Date: Friday 24 Apr 2026

(Sharecast News) - London stocks were set to slump at the open on Friday amid ongoing concerns about the US-Iran standoff in the Strait of Hormuz and after Trump threatened to impose tariffs on the UK if it does not drop its digital services tax on US social media companies.
The FTSE 100 was called to open around 75 points lower.

Speaking to reporters at the Oval Office on Thursday, the US president said: "We've been looking at it and we can meet that very easily by just putting a big tariff on the UK, so they better be careful.

"If they don't drop the tax, we'll probably put a big tariff on the UK."

The tax, which was introduced in 2020, imposes a 2% levy on the revenues of a number of US tech companies.

Investors will also be mulling Trump's announcement that the ceasefire between Lebanon and Israel has been extended by three weeks.

Susannah Streeter, chief investment strategist at Wealth Club, said: "It's shaping up to be a frustrating Friday, with oil prices on the march higher yet again and companies and consumers left counting the cost of the conflict. In just a week, we've had a sharp reversal of hope, with the key Strait of Hormuz firmly shut and President Trump issuing shoot-to-kill orders to the US Navy for any boats laying mines.

"Brent crude is up around 20% on the week and is trading around the hot level of $105 a barrel, as any hopes of an immediate easing of the crisis are shattered. President Trump has stressed he's in no rush to end the war, and with the ceasefire extended for another three weeks, there's set to be fresh financial pain ahead as key shipments from the region remain blocked. That is set to keep costs elevated for a vast array of commodities, from oil and gas to fertiliser and helium, which are vital for electronics manufacturing.

"The FTSE 100 is set for a fresh downbeat start to trading as investors assess the repercussions for the multinationals listed on the index, and companies whose fortunes are tied to the health of the UK economy."

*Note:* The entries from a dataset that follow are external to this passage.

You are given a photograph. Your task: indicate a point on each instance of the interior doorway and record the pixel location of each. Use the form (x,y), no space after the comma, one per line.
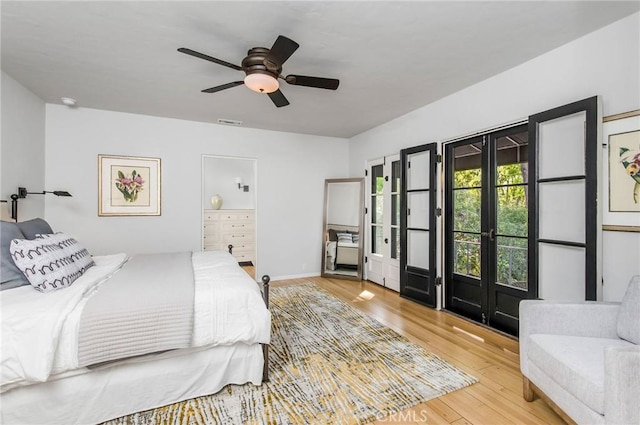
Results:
(383,222)
(229,205)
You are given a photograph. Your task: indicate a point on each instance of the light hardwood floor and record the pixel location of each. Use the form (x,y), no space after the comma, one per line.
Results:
(487,355)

On home shores, figures from the Office for National Statistics showed that retail sales unexpectedly rose in March as consumers rushed to get fuel after the outbreak of war in the Middle East.

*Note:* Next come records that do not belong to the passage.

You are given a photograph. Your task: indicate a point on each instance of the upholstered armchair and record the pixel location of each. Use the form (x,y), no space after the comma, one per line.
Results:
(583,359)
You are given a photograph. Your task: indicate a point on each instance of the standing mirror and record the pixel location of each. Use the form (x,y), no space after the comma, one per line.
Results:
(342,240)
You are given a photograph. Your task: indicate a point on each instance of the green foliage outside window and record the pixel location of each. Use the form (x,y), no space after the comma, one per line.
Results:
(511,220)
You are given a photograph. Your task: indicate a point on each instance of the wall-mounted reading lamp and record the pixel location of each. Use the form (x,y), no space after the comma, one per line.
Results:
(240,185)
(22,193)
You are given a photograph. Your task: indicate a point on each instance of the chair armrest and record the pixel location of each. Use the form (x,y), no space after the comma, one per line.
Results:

Retail sales volumes increased 0.7% in March following a 0.6% decline in February, with fuel sales up sharply. Analysts had expected sales to be flat.

Streeter said: "There was panic at the pumps in March, as escalating prices saw motorists race to fill up their tanks to try to save cash and build reserves in case of shortages. A surge in purchases on forecourts was the biggest driver behind the uplift in monthly retail sales.

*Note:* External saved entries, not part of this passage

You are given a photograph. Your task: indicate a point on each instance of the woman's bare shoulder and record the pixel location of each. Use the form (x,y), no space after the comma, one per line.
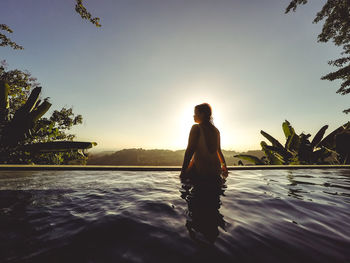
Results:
(195,128)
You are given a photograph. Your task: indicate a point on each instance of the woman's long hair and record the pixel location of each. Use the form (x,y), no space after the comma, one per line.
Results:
(205,109)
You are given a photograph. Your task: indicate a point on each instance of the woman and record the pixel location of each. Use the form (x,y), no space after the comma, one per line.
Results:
(203,157)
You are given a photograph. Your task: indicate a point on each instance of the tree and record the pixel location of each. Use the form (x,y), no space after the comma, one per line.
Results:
(79,8)
(52,129)
(298,149)
(336,28)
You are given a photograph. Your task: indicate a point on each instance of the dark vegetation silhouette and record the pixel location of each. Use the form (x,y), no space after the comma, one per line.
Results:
(298,149)
(157,157)
(335,15)
(26,137)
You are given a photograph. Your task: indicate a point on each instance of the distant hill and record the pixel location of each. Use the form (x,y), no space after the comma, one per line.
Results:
(155,157)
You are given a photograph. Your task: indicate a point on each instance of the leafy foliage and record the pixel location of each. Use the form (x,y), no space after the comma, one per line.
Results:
(79,8)
(334,148)
(21,124)
(82,11)
(336,28)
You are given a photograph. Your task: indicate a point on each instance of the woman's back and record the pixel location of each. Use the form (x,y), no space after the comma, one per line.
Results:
(206,159)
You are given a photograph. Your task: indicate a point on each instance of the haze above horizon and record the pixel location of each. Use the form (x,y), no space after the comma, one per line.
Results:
(137,79)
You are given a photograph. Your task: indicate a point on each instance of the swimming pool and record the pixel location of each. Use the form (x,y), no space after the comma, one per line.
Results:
(133,216)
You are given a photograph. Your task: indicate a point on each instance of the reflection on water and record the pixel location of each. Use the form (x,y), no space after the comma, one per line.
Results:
(203,202)
(270,216)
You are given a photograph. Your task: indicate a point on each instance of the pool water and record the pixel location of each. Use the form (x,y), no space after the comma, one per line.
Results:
(119,216)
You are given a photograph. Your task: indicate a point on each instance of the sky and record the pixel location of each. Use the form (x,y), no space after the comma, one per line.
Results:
(137,79)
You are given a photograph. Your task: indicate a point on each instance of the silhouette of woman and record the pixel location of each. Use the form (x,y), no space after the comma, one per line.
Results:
(203,159)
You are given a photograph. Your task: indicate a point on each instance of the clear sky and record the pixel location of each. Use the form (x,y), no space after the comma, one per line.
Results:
(136,79)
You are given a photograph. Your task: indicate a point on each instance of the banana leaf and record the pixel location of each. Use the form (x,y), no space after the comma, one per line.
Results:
(250,158)
(318,137)
(293,143)
(32,100)
(287,129)
(329,140)
(274,142)
(61,146)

"Automotive fuel sales shot up by 6.1%, helping push overall retail sales for the month up by 0.7%, following a fall of 0.6% in February. But strip out fuel sales and total retail sales only grew by 0.2% on the month.

"Clothing sales did improve thanks to the sunnier weather, but the uplift looks set to be short-lived. It's set to be tough going ahead for retailers as fuel prices stay elevated and consumers brace for other bill increases, meaning they are likely to tighten their purse strings in the months to come."

In corporate news, paper and packaging firm Mondi reported a fall in first quarter underlying earnings as market conditions remained "challenging".

Underlying EBITDA came in at €212m, down from €290m a year earlier. Mondi added that the Iran war had "further increased volatility in an already complex operating environment" leading to increased energy, raw material and logistics costs.

Technology and services provider Computacenter said it had delivered a "strong" first‑quarter performance, coming in "significantly ahead" of the prior year and "well above" internal expectations, driven by robust growth in its technology sourcing unit and continued progress in services.

Computacenter said group technology sourcing revenues rose "particularly strongly", supported by significant demand from hyperscale customers in North America and the UK, while services revenue also improved year‑on‑year, with strong organic growth in professional services - again led by North America - offsetting a decline in managed services.